The Ducks ranked 19th in the NHL in 5-on-5 goals against and were 27th in shots allowed per game (32.3).

"Our defensive game has got to be a little bit better within in our zone," Getzlaf said. "I think we proved that in the playoffs that having to score four goals a night to win a hockey game isn't the way you want to win."

In retrospect, the Ducks did well just to make the postseason after some freakish injuries and ailments.

Anaheim lost Getzlaf to nasal sinus fractures when he took a puck to the face and went 10-4 in his absence. Then the bottom fell out when goalie Jonas Hiller, in the middle of a Hart Trophy-like season, was shut down in February with vertigo.

But Ray Emery and Dan Ellis were brought in and helped Anaheim win 15 of its final 20 games. Emery, coming back from career-threatening hip surgery, went 7-2 with a 2.28 goals-against average and won two playoff games.

The never-boring Ducks also had terrific subplots with Perry's run to 50, the emergence of Lubomir Visnovsky as the NHL's leading scorer on defense, rookie sensation Cam Fowler and of course Selanne, who finished eighth in the league scoring race at age 40.

Hiller and Selanne will handcuff Murray this summer.

Hiller said Tuesday that he has been feeling better but his symptoms, mainly delayed reaction time when he's on the ice, remain unsolved. His uncertain health status could put Murray in an awkward position if free agency begins and he needs to sign a goalie, if only for insurance purposes.

Emery is due to become an unrestricted free agent.

"I don't know exactly what's going to happen this summer," Murray said. "It would be nice to know, but how am I going to know? And how is he going to know? I'm not avoiding any issue here, it's just we're going to have to wait it out and hopefully he feels better."

Asked about possibly re-signing Emery, Murray said, "It's a possibility."

Selanne will again wait until the summer to decide to return for a 19th season at 41. He indicated in January that he felt this was his final season but the team's push to the playoffs might have changed his mind.

Besides Emery and Selanne, the only other significant pending unrestricted free agent is veteran center Todd Marchant, who said Tuesday that, "I don't know what the future holds for me. I'll sit back, take some time and re-evaluate where I'm at and make the decision on whether I want to continue playing or go the other course."

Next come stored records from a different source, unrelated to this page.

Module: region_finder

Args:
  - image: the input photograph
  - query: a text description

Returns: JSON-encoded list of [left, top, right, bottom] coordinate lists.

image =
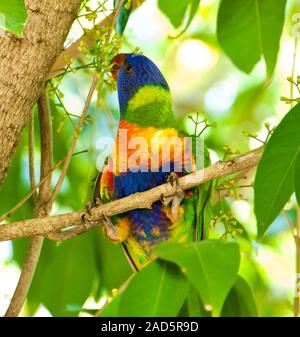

The flip side to all the uncertainty is that Anaheim has seven defensemen under contract through next season, including Fowler and the promising Luca Sbisa.

For all their inexperience, McMillan, Palmieri, Bonino and Beleskey proved themselves at times throughout the season and will enter next season better prepared and hungrier.

The onus is on them to grow and help the organization, four years removed from a Stanley Cup, reacquire an identity beyond their superstar top line. The Ducks haven't had a definitive third line since the days of Travis Moen, Samuel Pahlsson and Rob Niedermayer, and the days of Scott Niedermayer and Chris Pronger patrolling the blue line are long gone.

Murray said the emotions were "too fresh" to make any serious decisions, but at some point he will sit down with club personnel and deconstruct why the team ultimately had another early summer.

"The question that I have to go away with my people on is, ‘Can we win with this core group?'" Murray said. "And that's what I got to figure out."